Más tarde alquilaron un local de avenida Santamarina y Avellaneda e iniciaron el negocio que luego fue tradición familiar: la barraca.
Años más tarde se concretó tu sueño, a fuerza de trabajo llegó la casa propia con el negocio al lado (ese trozo de historia que aún se conserva) y llegó también tu cuarta y última hija: Colette.
Fuiste la reina del hogar: te veo y te escucho, a través de los relatos de mamá y la tía, cantando mientras hacías los quehaceres, cosiendo para todos (haciendo de viejo – nuevo) como decías.
Persiste en el recuerdo el aroma de tus flores, el olor de tus tortas, los pan dulce navideños… sin descuidar la atención del negocio. ¡Qué no hiciste abuela! Mujer orquesta te decía el abuelo.
Los hijos crecieron, llegamos los nietos…, era emocionante entrar en la cocina y verte siempre junto al abuelo, tomando el matecito a cualquier hora.
En 1995 te atravesó el dolor, llegó la enfermedad y se llevó a tus hijos Pelo y Toly.

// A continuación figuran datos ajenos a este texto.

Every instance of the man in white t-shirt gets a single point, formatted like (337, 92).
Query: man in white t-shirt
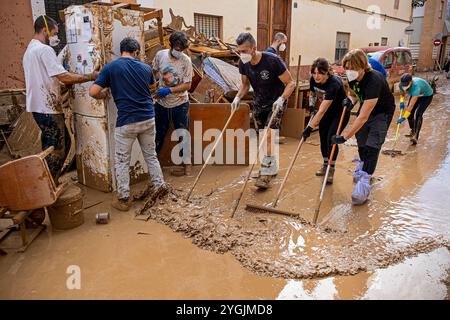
(43, 77)
(174, 70)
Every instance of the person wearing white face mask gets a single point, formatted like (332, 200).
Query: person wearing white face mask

Ya nada fue igual pero como podías lograbas sobreponerte por el viejo, por nosotros y escoltada por tu fe brindabas el consuelo que tal vez, no encontrabas para vos.
Unos años más tarde partió el abuelo, nuevamente encontraste en tu fe, intacta, el apoyo para contenernos.

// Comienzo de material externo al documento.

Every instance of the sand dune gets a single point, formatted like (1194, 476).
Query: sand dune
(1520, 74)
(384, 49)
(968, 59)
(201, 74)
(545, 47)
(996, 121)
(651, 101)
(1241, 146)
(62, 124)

Pasó el tiempo, conservaste tu esencia de mujer luchadora y optimista hasta convertirte en una “viejita simpática” que hablaba y hablaba.
Poco a poco los pensamientos te fueron abandonando, apenas te expresabas pero mantuviste esa fuerza de voluntad inquebrantable y caminabas, despacito, recorriendo el espacio que tanto amabas: tu casa. Hoy los recuerdos llenan ese espacio, tus huellas están marcadas en cada rincón de nuestras almas.

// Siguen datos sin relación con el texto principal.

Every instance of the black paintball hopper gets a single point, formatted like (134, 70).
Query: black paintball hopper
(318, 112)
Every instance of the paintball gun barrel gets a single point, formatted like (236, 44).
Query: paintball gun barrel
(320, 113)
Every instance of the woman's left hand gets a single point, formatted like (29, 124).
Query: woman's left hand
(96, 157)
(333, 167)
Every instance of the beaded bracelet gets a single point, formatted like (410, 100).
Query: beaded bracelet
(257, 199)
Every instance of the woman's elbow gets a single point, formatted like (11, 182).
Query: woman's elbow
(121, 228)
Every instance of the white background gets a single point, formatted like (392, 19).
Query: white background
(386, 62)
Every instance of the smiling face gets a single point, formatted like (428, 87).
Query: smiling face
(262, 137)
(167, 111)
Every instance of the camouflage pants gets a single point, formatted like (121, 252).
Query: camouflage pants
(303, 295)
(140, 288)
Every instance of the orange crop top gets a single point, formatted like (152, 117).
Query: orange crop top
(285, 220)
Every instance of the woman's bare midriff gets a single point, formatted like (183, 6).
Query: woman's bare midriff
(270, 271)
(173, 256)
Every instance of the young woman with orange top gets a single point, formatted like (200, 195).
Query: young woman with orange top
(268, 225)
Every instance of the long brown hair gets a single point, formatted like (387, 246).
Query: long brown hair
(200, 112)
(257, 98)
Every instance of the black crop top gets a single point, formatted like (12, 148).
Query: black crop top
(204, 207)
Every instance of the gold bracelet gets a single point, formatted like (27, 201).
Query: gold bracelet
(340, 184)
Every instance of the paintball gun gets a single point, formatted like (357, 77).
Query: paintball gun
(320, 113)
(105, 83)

Tu vida tuvo tristes tumbas, pero nunca renunciaste a ver el sol, cada mañana.
Mantuviste la bandera de la vida, honrándola cada día que despertabas. Tu fe abrió caminos en cada obstáculo, iluminó ausencias. ¡Sembraste tanto amor en todo lo que te rodeaba!
Sabíamos que en algún momento, Dios te iba a llevar, seguramente fuiste una de sus mejores creaciones. De aquí en más te compartiremos con los que ya se fueron. ¡Pero se te extraña tanto Abuela! Te extrañan las plantas de tu jardín, te extraña el canario que se quedó sin su musa, te extrañan los rosarios para rezar cada noche por nosotros y por los que ya partieron, como siempre lo hacías.
Yo rezaré por vos, el credo que con tanto amor me enseñaste y que tanto me costó aprender.
Hoy estamos bajo tus hermosas y grandes alas, protegiéndonos como siempre. Brilla tu luz en el firmamento, brilla tu luz en nuestro corazón. Brilla tu luz hoy, igual que ayer y como será mañana. ¡Bendita tu luz! ¡Bendito todo, todo de vos! Gracias abuela por tanto amor”.
En nombre de toda la familia: tu nieta Cristal.